La liesse populaire est inimaginable devant ces tableaux qui pourtant frappent l'imagination et la mémoire du fait de leur mélange de traditions et de modernité. La saison carnavalesque demeure le temps de la réjouissance et de l'insouciance, où toutes les questions d'importance sont écartées, ou tout simplement travesties, quand elles ne sont pas traitées. Les problèmes soulevés pendant la période de grandes bamboches seront hélas brûlés avec le Roi des Mardi Gras le mercredi des cendres.

 

Mais qui a dit qu'on pouvait corriger les mœurs en riant? En plein duvaliérisme, le carnaval représentait aussi l'époque adulée des panégyristes, les deux ténors de l'époque, Nemours et Sicot, ont renversé les anciennes traditions du carnaval dans des polémiques purement "showbis" que le gouvernement d'alors exploita grandement. Même de nos jours, il est toujours exploité à des fins politiques. Passons et restons y

Le carnaval, fête de la gaieté et de la joie, harmonie des couleurs, toute la gamme des teintes vives défilent sous les yeux. Ce monde chatoyant porte à croire qu'effectivement les nègres aiment les couleurs frappantes et étincelantes. Tout le monde vit dans la même euphorie. Les groupes sociaux se fusionnent dans le même enchantement. C'est la vraie communion qui crée une camaraderie passagère parce qu'on exécute ensemble les mêmes gestes et que l'on tend vers le même but : le plaisir.

 

Cependant, les parents y voient une source de perversion parce que les refrains sont souvent à cette occasion très crus et ronflants. A leur avis, la perversion est représentée par toute extériorisation de tendances sexuelles. Le carnaval corrompt parce qu'il libère. Cette conception est à la base de notre morale, de la morale chrétienne. Mais, si les parents étaient plus objectifs, ils découvriraient les côtés positifs de cette coutume si profondément ancrée dans les mœurs haïtiennes.

 

Les festivités pré-carnavalesques annoncent les grandes folies des trois jours gras. Cette tradition, plus vieille que l'histoire de la République, est maintenue en dépit de toutes les crises qui déchirent les dernières entrailles d'Haïti.Le carnaval est une de ces circonstances qui donnent la possibilité à l'Haïtien, surtout aux adolescents, d'oublier les censures sociales et d'exprimer sans fard les obsessions nées du respect ou de l'introjection trop rigide de certains tabous sociaux. La saison du carnaval est la période où l'hypocrisie s'estompe.

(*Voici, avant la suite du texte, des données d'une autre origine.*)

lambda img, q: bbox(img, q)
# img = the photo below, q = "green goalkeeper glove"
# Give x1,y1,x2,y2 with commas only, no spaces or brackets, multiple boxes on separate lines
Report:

Au cours de cette période, la foule expose sans retenue sa grivoiserie, pieusement étouffée dans d'autres circonstances. Le carnaval est une période de plaisir et d'expressions débridées, une fête populaire, « non négociable » de la majorité du peuple haïtien. L’ambiance est pour l’haïtien une sorte de thérapie qui lui soulage des maux de la vie courante.Le carnaval rétablit chez l'individu l'équilibre psychique rompu par les constants stress subis tout au long de l'année.

 

Afin de diminuer le nombre de ces refoulements, les parents ont intérêt à changer d'attitude envers les enfants en cessant de considérer tout ce qui a rapport avec le sexe comme symbolique du péché. Il faudrait de préférence qu'ils informent les enfants de tous les aspects de cette sexualité qui est en réalité ni morale, ni immorale. C'est peut-être la meilleure manière de ne plus faire du sexe la principale obsession des jeunes.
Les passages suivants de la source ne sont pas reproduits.